Doch dann kam es zu mehrmonatigen Verzögerungen während der Dreharbeiten. In dieser Zeit bleichte die starke neuseeländische Sonne den künstlichen Baum und seine Belaubung aus. Daraufhin wurden wieder ein paar Studenten angeheuert, die die Baumrinde und jedes einzelne Blatt (250.000 - ich kann es nicht oft genug wiederholen) neu streichen mussten. Hätte Tolkien gewusst, was er mit der Erwähnung der Eiche in seinem Roman anrichtete, hätte er vielleicht eine (pflegeleichte und - noch erfreulicher - blätterlose) Vogelscheuche auf Bilbos Höhle platziert.
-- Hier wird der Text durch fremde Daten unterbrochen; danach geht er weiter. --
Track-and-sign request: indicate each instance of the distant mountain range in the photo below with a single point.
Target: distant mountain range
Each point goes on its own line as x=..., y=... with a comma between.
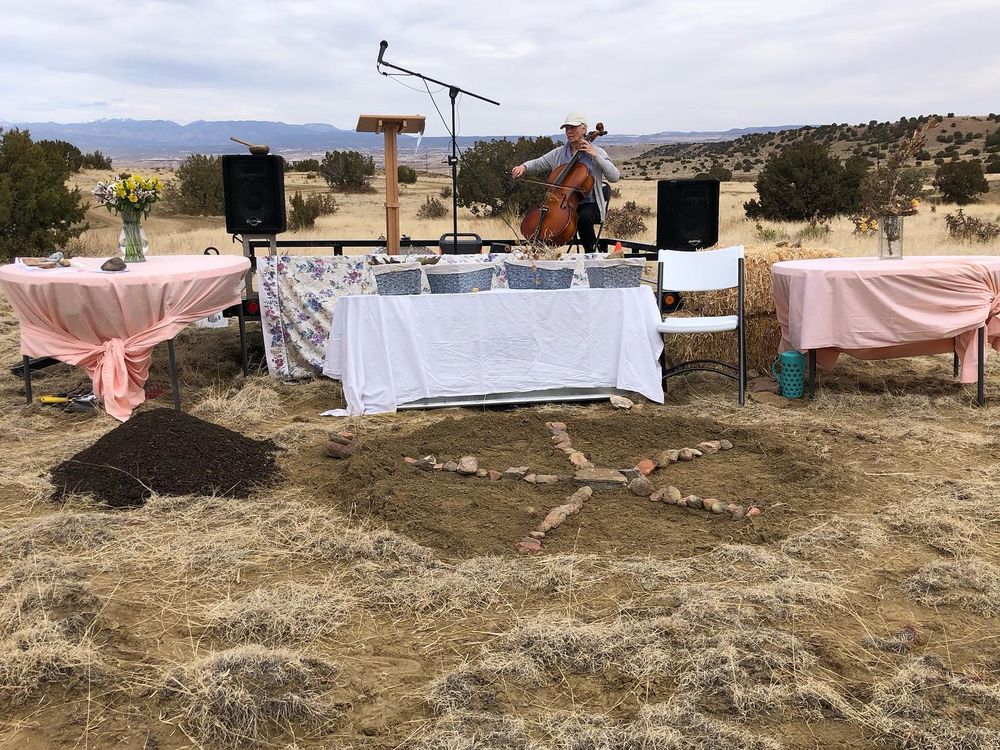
x=149, y=139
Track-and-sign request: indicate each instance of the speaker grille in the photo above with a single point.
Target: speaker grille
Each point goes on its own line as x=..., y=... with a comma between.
x=254, y=189
x=687, y=214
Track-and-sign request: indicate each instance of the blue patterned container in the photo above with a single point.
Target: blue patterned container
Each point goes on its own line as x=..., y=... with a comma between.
x=403, y=279
x=520, y=275
x=460, y=278
x=611, y=274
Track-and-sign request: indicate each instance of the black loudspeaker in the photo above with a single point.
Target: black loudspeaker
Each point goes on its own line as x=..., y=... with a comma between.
x=687, y=214
x=254, y=187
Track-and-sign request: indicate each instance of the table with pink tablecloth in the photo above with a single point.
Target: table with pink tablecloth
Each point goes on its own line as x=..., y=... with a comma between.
x=108, y=323
x=878, y=309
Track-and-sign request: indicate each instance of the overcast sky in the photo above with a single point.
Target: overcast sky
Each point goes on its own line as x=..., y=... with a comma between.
x=640, y=66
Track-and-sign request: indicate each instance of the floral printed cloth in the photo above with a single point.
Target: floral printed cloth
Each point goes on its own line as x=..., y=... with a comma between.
x=298, y=298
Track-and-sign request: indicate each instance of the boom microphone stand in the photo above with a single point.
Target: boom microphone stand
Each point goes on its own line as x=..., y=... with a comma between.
x=453, y=92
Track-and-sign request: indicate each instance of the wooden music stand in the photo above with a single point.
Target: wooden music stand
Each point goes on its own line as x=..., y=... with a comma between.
x=390, y=126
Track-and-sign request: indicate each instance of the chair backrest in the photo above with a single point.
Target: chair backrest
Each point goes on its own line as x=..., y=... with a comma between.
x=686, y=271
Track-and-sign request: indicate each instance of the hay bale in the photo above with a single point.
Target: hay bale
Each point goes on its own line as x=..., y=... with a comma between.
x=757, y=298
x=763, y=334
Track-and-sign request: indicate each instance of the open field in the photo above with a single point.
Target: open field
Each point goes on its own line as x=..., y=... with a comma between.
x=363, y=217
x=365, y=604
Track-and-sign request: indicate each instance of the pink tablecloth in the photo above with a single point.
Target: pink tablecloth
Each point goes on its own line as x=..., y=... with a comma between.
x=109, y=322
x=875, y=309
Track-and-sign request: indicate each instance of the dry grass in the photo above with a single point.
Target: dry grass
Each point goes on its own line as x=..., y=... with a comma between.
x=923, y=704
x=244, y=696
x=972, y=584
x=758, y=629
x=285, y=613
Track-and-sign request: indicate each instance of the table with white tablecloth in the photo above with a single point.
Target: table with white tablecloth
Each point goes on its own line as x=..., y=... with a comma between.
x=391, y=351
x=299, y=294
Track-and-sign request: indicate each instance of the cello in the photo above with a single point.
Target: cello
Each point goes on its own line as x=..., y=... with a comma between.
x=553, y=222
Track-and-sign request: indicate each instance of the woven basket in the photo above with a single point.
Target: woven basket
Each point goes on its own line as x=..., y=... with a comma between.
x=460, y=278
x=546, y=274
x=616, y=273
x=397, y=278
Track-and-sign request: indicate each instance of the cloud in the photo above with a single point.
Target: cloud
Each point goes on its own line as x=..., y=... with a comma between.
x=639, y=65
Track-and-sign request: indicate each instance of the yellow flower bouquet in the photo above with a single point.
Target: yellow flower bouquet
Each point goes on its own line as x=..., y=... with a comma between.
x=131, y=196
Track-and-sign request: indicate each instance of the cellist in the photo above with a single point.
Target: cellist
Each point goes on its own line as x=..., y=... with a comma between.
x=592, y=207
*Wer mit den Begriffen „Mittelerde“ und „Auenland“ nichts anzufangen weiß, den bitte ich, sofort mit dem Lesen dieses Eintrags aufzuhören und in sich zu gehen, um das eigene Leben zu überdenken und sich zu fragen, wie es so weit kommen konnte. Nach einer angemessenen Zeitspanne (je nach Schwere der Schuld zwischen zwei Minuten und fünf Jahren) darf der Betroffene aufhören sich zu schämen und auf www.amazon.de gehen, um die Der-Herr-der-Ringe-Trilogie wahlweise als Filme oder in Buchform zu erwerben. Dann möge er mit der Lektüre fortfahren.

Ich habe mir sogleich eine wertvolle Immobilie auf dem Gelände gesichert...mein Schatzzzzzzz!

Eine der über 40 Hobbithöhlen, die man am Set in voller Pracht vorfinden konnte

Blick über den See zum Gasthaus, zur Brücke und zur Mühle

Am rechten oberen Bildrand sieht man den Partybaum, unter dem Bilbos 111. Geburtstag gefeiert wurde

Na, wer weiß, wem diese feine Hobbithöhle gehört? Richtig, Sam (zu sehen am Ende des dritten Teils)

Beutelsend, Bilbos Höhle, mit der berühmt-berüchtigten Eiche

Noch einmal aus kürzerer Entfernung. Wer kann erkennen, dass es sich um einen komplett künstlichen Baum handelt?

Diese Hobbithöhlen wurden für die Dreharbeiten zu "The Hobbit" neu errichtet und werden im Film erstmals zu sehen sein

Blick über Hobbingen mit Partybaum und See

4 Kommentare:

  1. Okay, ich geb`s zu, ich muss mich jetzt endlich überwinden und die Bücher lesen! Das hört sich alles so toll an!
    Ich wäre gern auch da, das Set sieht aus wie ein Paradies!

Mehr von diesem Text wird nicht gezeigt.